As many of our readers are likely aware, last week the Supreme Court agreed to hear a second False Claims Act (FCA) issue this term. Having previously accepted and heard argument on a case concerning the government’s authority to dismiss an FCA whistleblower case after declining to intervene, the Court has now granted certiorari to hear two cases addressing what constitutes a “knowing” violation of the FCA. Hanging in the balance is the fate of two lower court decisions that endorsed a powerful defense to FCA liability.

The specific issue that the Justices have now agreed to hear is whether a defendant’s “objectively reasonable” interpretation of ambiguous statutory language presents a cognizable defense to the “knowledge” element for liability under the FCA. The Supreme Court actually received petitions for writs in certiorari in four cases raising this same question, but as of last Friday, the high court has only agreed to hear two of these cases: U.S. ex rel. Tracy Schutte v. SuperValu, Inc. and U.S. ex rel. Thomas Proctor v. Safeway, Inc. (The other two cases in which the petitions for writs of certiorari are still pending are Troy Olhausen v. Arriva Medical, LLC et al. and U.S. ex rel. Deborah Sheldon v. Allergan Sales, LLC.)

The Supreme Court’s decision to take up the SuperValu and Safeway cases is big news to stakeholders across the FCA bar, because they recognize a potential “ambiguity” defense to FCA liability. Specifically, the Seventh Circuit held in SuperValu and Safeway that a defendant can avoid FCA liability based on failure to comply with a federal program requirement so long as the defendant can demonstrate an “objectively reasonable” interpretation of the requirement it is accused of violating – even if that interpretation was not held at the time of the conduct. In the view of the Department of Justice (DOJ), a Supreme Court decision affirming SuperValu and Safeway would potentially permit defendants to escape liability for conduct they in fact know to violate the FCA. Perhaps not surprisingly, the FCA defense bar views these cases as recognizing a legitimate and important defense for defendants facing potentially massive FCA exposure in cases where they are accused of violating murky regulatory requirements for which there is no agency guidance. We will cover these cases in more detail in a future publication.

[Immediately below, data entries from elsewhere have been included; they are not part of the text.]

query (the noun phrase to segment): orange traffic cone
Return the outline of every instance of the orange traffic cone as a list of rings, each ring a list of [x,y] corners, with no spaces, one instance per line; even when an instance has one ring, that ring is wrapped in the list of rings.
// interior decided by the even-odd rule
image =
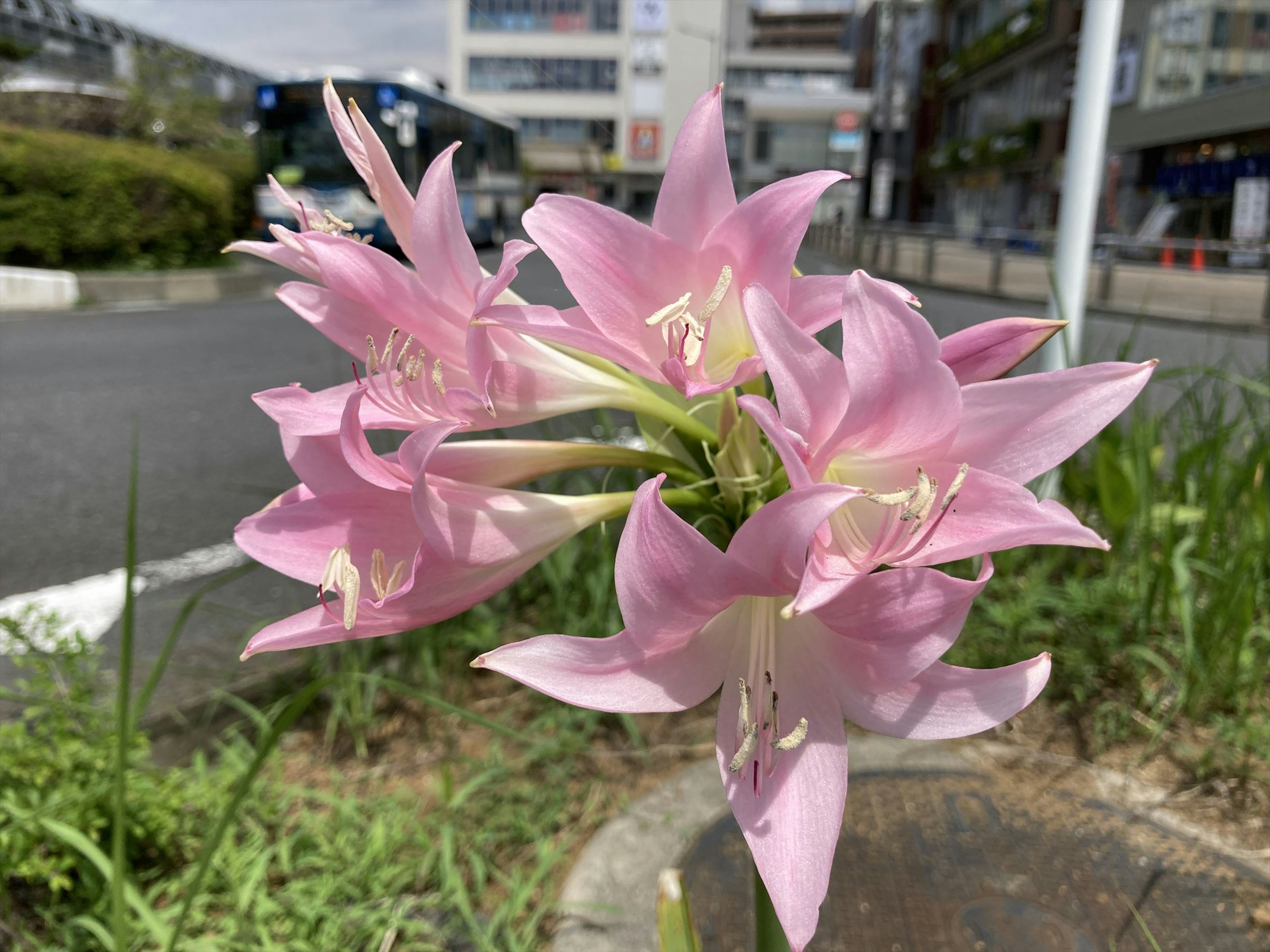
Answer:
[[[1195,244],[1191,246],[1191,270],[1204,270],[1204,240],[1199,235],[1195,236]]]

The decision to grant certiorari in SuperValu and Safeway follows on the heels of the argument in U.S. ex rel. Jesse Polansky v. Executive Health Resources, the case in which the Court is addressing the review standard applicable to the government’s authority to dismiss FCA qui tam cases after declining to intervene. The Justices heard oral argument in Polansky in December and are likely to rule within the next few months. We will also cover this case in more detail in a future publication.